To which the answer is yes, of course they should. But, as the Glaxo case demonstrates, don’t expect regulation to prevent bad behaviour if the entire culture is toxic; if bad behaviour is the norm.
I don’t know how many different ways there are to say this. Barclays, the other banks and GSK aren’t the exception, a few rotten apples in a barrel of healthy ones. It’s the healthy ones that are the exceptions. Business is an ethics-free, amoral wilderness because that’s what it’s been designed to be. Self-interest, not responsibility or duty of any kind, is the organising principle around which Anglo-US governance codes revolve. The only social responsibility of business, Milton Friedman helpfully reminded us, was to maximise profits within the law, to give back to shareholders. In these circumstances, legislators and commentators throwing up their hands in horror at the Libor scandal are latter-day versions of Casblanca’s Captain Renault, declaring himself ‘shocked, shocked to find gambling going on’ in Rick’s cafe as he calmly trousers his winnings.
The banks are an extreme case because the leverage they have built up in the headlong pursuit of individual profit threatened, and still threatens, the entire edifice of world finance. But it’s only quantitively different from Glaxo, Murdoch and any number of ‘ordinary’ companies which have learned from business schools, governance codes, consultants and their peers that governance is all about the alignment of self-interest for the benefit of shareholders and has nothing, zero, zilch to do with morality or wider duties in any shape or form.
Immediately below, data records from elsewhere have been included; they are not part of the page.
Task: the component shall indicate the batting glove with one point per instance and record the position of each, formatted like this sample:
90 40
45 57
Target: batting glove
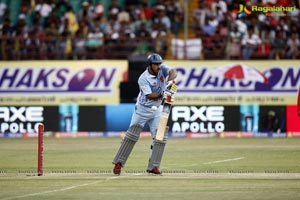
169 97
171 87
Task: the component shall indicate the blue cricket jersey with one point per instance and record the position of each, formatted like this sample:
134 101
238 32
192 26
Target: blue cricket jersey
152 84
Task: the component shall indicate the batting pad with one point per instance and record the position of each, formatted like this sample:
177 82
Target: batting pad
127 144
158 148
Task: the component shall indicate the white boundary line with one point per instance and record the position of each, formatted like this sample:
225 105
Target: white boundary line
58 190
220 161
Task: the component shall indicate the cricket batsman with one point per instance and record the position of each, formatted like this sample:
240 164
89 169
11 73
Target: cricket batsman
153 84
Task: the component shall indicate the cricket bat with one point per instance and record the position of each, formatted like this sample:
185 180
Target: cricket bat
161 129
163 121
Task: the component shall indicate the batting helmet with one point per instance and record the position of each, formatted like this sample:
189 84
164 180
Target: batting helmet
154 58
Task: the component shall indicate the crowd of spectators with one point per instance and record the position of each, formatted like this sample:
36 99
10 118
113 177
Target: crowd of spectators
96 29
83 29
228 34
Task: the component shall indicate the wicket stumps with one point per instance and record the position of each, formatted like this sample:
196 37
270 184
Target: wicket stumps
40 148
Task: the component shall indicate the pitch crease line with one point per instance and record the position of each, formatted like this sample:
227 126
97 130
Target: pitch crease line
58 190
220 161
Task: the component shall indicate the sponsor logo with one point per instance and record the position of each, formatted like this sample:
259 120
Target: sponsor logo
56 79
268 10
205 119
20 119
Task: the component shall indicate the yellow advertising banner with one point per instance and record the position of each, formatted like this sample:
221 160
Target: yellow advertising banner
237 82
199 82
57 82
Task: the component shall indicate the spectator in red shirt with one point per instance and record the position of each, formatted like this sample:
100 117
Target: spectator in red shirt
299 102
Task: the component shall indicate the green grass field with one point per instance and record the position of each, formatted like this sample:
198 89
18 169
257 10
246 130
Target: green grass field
213 168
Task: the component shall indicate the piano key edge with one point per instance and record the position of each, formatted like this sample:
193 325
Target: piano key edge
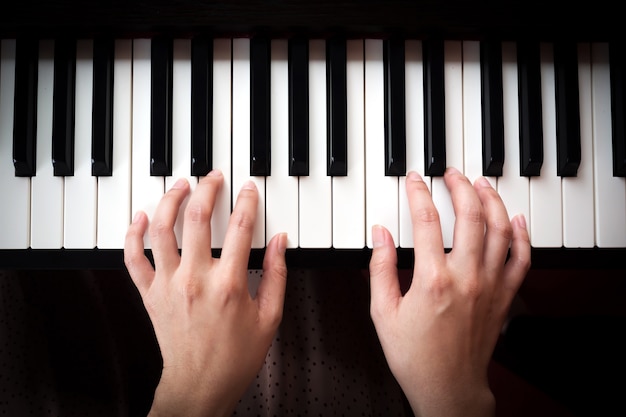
106 259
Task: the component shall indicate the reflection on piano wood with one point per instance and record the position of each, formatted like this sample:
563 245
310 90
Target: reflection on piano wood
96 122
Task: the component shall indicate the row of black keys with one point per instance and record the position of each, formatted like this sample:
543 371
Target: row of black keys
531 136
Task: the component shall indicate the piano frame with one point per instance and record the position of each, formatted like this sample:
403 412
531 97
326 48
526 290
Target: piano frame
417 19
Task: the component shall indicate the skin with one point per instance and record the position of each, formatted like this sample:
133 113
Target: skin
438 337
213 335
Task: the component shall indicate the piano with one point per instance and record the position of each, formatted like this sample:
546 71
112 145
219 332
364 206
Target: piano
325 105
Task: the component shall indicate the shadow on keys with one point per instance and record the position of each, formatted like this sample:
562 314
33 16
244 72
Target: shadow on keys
80 343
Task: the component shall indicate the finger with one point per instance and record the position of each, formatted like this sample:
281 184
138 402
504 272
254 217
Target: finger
518 264
499 230
384 284
162 237
238 239
427 238
469 226
138 266
271 292
197 226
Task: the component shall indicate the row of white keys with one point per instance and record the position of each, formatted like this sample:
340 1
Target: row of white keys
15 218
47 190
382 191
315 199
80 206
513 188
610 191
414 104
241 135
349 192
114 192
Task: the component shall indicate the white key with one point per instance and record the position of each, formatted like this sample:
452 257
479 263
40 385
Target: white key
414 104
241 135
513 188
349 191
382 191
15 210
81 189
315 190
610 191
146 189
545 190
47 190
472 114
114 192
221 137
578 222
453 73
281 190
181 125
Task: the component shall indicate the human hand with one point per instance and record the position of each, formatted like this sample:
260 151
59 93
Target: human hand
213 335
439 337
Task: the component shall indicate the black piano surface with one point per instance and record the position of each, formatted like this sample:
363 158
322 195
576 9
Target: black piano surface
452 19
421 19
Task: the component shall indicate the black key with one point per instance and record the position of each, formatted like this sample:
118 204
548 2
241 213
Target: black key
337 107
567 109
25 107
395 114
492 110
618 110
161 108
63 107
102 114
530 118
298 107
434 108
201 106
260 125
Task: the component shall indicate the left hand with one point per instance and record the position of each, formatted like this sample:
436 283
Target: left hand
213 335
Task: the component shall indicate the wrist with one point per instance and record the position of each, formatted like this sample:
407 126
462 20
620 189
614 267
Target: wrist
174 397
477 403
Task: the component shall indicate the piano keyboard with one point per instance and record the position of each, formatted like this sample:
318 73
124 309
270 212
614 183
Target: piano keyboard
92 131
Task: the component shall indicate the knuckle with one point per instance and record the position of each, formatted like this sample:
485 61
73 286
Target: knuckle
242 221
426 215
159 228
196 213
473 214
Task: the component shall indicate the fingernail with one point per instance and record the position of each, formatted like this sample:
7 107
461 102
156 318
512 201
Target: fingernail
452 171
484 182
181 183
378 236
249 185
282 243
414 176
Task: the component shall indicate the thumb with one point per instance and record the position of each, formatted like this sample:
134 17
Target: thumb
384 285
271 292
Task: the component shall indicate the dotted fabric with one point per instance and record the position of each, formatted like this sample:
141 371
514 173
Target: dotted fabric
79 343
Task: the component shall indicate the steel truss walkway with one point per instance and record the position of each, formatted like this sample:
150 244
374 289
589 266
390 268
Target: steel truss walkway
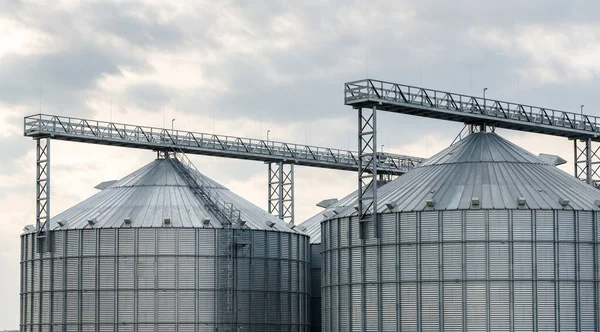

As the much-missed Sumantra Ghoshal, himself a business-school professor, noted in 2004, ‘By propagating ideologically-inspired amoral theories, business schools [and all those underpinned by their theories] have actively freed their students from any sense of moral responsibility’. As is becoming clearer every day, the practical consequences of this ethics-free experiment have been momentous, altering the shape not only of companies and the economy, but of society itself.
Tinkering with the banks and fiddling with votes on pay is like treating cancer patients with herbal tea. As Gary Hamel has pointed out, limited liability status is an extraordinary privilege that has been granted to companies and investors not as of right but because it fostered vigorous enterprise and thriving markets that in turn led to economic growth and all the societal benefits that stemmed from the latter. If it no longer delivers those benefits, and if companies systematically abuse it to socialise losses and privatise profits, the privilege should be removed. We should go much further than breaking up the banks.
I’m with Ngaire Woods, Oxford Professor of Global Economic Governance, who recently suggested that the investment or casino banks should be re-incorporated with unlimited liability – which, as partnerships, they effectively were until the 1990s. Similar sanctions should be imposed on other gross or habitual defenders like GSK. The high and mighty who run them should be forcibly reminded that they have no god-given rights; their privileges are granted under licence. Free enterprise, as Peter Drucker put it in 1954’s The Practice of Management, one of management’s foundation texts, ‘cannot be justified as being good for business. It can be justified only as being good for society’.